5. Why do you balk at the idea of supporting a male partner when you have no problem if they support you? If women truly wanted equality they would be open to all types of partnerships where two people create and contribute….yet perhaps not both financially. If a man makes a gourmet meal for you after you had a hard day in the office, isn’t that worth sacrificing a part of your paycheck for?
After dating men of all heights, incomes, and careers, I’ve decided to prioritize a man’s ability to communicate and have adventures with me over his pursuit of a powerful career to pay for my Dom Perignon.

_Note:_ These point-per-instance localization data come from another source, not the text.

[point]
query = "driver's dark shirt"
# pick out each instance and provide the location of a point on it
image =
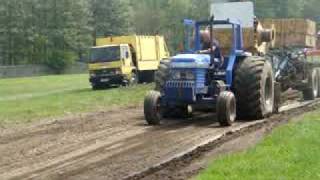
(215, 43)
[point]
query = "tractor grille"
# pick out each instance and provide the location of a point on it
(180, 84)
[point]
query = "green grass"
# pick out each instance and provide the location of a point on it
(290, 152)
(29, 99)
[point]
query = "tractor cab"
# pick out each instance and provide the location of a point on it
(222, 62)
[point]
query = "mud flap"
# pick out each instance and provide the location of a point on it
(277, 97)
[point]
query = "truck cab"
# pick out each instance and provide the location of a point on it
(126, 60)
(111, 64)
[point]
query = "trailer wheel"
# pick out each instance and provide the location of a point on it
(226, 108)
(312, 90)
(254, 88)
(152, 108)
(161, 76)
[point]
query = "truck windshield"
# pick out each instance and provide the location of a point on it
(105, 54)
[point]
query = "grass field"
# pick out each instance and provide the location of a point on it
(28, 99)
(290, 152)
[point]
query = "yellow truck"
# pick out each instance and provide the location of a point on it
(126, 60)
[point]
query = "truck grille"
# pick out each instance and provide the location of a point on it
(180, 84)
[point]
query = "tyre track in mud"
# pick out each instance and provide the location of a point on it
(111, 145)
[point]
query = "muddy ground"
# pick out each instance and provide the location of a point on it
(105, 145)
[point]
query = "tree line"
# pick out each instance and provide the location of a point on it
(58, 32)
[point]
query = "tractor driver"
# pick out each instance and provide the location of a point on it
(216, 58)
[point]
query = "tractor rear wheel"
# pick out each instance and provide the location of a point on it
(254, 88)
(152, 108)
(161, 76)
(226, 108)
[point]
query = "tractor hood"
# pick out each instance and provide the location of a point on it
(190, 61)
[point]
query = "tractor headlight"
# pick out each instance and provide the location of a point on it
(92, 74)
(187, 75)
(117, 71)
(176, 75)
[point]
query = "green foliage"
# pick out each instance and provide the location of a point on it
(31, 31)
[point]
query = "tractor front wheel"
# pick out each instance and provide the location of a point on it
(152, 108)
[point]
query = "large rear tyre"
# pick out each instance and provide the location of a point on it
(312, 90)
(162, 75)
(226, 108)
(152, 108)
(254, 88)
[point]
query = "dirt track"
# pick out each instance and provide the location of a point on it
(107, 145)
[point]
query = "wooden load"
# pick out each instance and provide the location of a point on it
(293, 32)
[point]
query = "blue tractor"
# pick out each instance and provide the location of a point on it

But this runs in my blood.
When my mother met my father she was a prestigious graduate bent on medical school. My father was a carpenter who had dropped out of college. Yet this was a turn on. You see, my mother had previously dated a pedigreed investment banker who departed for New York City to dive into 18 hour work days. She returned to her home state Montana looking for a man who valued Windy Paths more than Wall Street.
My parent’s first date? A bicycle trip across the state. I asked my mother why she fell for my father.
“I just wanted a real man that loved me and Montana.”
My father eventually returned to school to get an engineering degree (and then a masters) but that was after my parents were married and I was born. My favorite memories of my father are not the things he bought for me but the things he made with his own hands. My first rocking horse at age 3 and the carved wine stoppers I got at age 30.
My parents built a partnership not looking for the other to be “more” or “less” but to build something together as equal contributors. I think if we stop thinking about what we can GET in a relationship (young arm candy or financial security) and start focusing on what we can GIVE we’ll be much happier. We’ll also open up our dating pool.